Use the enabled section of the codecs domain in the Softphone.config configuration file to specify the order in which audio codecs are given priority.
For more details, refer to Working with Codec Priorities in the SIP Endpoint SDK Developer's Guide 9.0.0NET.
<domain name="codecs"> <section name="enabled"> <setting name="audio" value="opus,pcmu,pcma,G722,iSAC/16000,G729"/> </section> <section name="PCMU/8000"/> <section name="PCMA/8000"/> <section name="G722/16000"/>
Any codec that is not explicitly included in the enabled section will not be used, even if the section for that codec is present in the configuration file or the Genesys Configuration Layer.
To specify the priority of enabled codecs, use the sipendpoint.codecs.enabled.audio option in the Configuration Layer.
sipendpoint.codecs.enabled.audio = "iLBC,G722"
To use the Genesys SIP Endpoint SDK 9.0 enabled section, follow these guidelines:
- Codec names are case insensitive. You can omit the clock rate portion of the section name unless needed to discriminate between two sections with the same name. The clock rate portion must be provided for internet Speech Audio Codec (iSAC).

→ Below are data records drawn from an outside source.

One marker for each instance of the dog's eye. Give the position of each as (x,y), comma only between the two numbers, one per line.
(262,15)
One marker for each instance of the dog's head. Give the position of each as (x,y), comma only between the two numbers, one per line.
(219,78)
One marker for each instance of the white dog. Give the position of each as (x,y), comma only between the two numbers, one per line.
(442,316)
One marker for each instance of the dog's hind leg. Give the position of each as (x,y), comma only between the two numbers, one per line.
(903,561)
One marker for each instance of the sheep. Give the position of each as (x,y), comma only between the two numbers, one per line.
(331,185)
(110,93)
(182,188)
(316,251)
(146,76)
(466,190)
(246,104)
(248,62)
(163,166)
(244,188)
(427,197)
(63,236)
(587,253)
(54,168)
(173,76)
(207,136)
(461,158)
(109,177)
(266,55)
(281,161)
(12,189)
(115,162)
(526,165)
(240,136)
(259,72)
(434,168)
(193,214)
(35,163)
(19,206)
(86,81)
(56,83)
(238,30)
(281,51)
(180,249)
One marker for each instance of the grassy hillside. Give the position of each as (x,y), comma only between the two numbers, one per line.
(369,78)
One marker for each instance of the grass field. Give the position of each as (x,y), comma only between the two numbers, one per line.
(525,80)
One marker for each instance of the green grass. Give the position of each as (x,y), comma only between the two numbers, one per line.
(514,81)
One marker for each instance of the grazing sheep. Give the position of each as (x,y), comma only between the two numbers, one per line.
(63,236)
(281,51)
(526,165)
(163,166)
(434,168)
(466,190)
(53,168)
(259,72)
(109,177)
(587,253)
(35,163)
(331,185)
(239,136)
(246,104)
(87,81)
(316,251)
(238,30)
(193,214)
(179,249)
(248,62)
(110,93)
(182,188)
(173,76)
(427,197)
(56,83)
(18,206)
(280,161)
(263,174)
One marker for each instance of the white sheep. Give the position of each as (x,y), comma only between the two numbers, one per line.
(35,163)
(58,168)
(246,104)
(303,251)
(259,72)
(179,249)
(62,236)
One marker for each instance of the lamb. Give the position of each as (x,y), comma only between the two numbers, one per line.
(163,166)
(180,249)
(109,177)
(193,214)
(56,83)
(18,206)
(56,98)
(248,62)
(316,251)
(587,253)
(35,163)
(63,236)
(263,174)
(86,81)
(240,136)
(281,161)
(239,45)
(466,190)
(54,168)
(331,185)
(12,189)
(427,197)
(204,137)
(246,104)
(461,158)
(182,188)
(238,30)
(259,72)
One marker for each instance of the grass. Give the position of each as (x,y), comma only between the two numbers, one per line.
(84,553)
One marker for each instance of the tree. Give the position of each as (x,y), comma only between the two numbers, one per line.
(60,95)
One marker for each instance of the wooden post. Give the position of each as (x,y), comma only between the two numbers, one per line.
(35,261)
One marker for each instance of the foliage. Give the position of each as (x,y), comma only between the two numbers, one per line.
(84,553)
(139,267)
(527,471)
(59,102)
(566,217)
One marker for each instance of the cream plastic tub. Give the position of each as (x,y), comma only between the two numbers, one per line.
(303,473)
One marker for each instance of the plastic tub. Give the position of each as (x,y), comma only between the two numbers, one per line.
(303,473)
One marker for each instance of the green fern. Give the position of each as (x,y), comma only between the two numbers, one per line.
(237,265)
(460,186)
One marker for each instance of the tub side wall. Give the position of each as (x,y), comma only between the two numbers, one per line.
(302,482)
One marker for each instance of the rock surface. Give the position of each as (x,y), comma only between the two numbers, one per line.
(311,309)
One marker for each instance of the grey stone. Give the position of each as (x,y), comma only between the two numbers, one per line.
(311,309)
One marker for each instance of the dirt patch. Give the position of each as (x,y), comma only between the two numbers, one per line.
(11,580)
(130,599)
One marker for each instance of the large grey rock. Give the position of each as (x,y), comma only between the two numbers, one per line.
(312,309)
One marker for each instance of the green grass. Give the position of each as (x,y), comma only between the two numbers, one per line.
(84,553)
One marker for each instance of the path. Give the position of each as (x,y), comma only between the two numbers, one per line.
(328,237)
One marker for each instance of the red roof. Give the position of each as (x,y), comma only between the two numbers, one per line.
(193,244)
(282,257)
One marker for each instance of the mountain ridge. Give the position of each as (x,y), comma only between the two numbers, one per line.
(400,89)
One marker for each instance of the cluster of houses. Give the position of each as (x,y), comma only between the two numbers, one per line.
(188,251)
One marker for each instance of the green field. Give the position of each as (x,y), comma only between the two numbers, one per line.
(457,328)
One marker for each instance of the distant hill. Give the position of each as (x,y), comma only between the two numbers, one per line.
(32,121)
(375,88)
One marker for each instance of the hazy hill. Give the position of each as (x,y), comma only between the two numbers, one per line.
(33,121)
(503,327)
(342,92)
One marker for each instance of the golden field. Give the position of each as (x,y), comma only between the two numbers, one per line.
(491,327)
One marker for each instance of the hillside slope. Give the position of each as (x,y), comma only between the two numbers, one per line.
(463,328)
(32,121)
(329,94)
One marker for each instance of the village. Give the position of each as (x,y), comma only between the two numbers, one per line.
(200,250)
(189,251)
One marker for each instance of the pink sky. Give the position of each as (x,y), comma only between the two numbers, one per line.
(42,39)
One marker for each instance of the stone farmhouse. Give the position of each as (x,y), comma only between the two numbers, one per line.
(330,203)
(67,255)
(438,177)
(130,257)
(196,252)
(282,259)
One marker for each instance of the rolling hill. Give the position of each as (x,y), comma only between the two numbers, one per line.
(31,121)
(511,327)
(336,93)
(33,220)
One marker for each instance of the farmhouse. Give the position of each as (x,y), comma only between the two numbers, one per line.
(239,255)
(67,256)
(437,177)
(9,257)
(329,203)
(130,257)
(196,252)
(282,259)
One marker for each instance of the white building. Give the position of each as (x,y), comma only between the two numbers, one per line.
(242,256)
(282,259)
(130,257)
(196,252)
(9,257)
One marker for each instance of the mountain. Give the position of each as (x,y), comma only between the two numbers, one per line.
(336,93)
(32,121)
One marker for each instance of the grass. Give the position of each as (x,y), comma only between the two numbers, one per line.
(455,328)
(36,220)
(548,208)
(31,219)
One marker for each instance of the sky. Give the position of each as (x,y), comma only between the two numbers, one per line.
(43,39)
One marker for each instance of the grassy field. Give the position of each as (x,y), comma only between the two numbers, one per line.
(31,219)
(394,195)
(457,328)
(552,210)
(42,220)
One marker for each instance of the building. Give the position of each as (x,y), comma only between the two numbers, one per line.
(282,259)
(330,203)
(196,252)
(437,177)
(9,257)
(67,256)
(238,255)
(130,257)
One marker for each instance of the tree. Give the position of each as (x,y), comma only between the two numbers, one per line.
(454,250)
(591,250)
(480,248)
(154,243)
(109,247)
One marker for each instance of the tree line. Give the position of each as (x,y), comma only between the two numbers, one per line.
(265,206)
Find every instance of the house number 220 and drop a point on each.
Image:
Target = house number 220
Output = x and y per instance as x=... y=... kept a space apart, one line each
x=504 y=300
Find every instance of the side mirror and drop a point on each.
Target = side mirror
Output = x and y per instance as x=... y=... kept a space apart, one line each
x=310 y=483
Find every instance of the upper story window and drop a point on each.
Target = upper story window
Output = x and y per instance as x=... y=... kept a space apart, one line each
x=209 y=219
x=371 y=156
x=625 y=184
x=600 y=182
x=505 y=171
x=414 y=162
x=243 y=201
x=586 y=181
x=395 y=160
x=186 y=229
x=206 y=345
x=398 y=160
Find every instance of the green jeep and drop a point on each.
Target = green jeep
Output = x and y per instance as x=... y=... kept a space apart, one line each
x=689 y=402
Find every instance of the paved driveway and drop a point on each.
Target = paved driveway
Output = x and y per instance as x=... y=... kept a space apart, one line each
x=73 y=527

- Specify codec parameters as a comma-separated list in parentheses after an equals sign. You can use abbreviations such as "pt" for "payload_type".
- If there are codec conflicts, the value in the enabled section takes precedence over value in the corresponding codec section, whether those values come from the configuration file or the Genesys Configuration Layer. For example:
<setting name="audio" value="g729=(fmtp='annexb=no'),opus=(pt=125),pcmu,pcma"/> <setting name="video" value="h264=(pt=120,fmtp='profile-level-id=420028')"/>
- If codec parameters are specified in-line (or a particular codec does not require any parameters, such as the PCMU and PCMA codecs), then a separate codec section is not necessary. In any case, codecs specified in the "enabled" section do not require the presence of a corresponding section to take effect.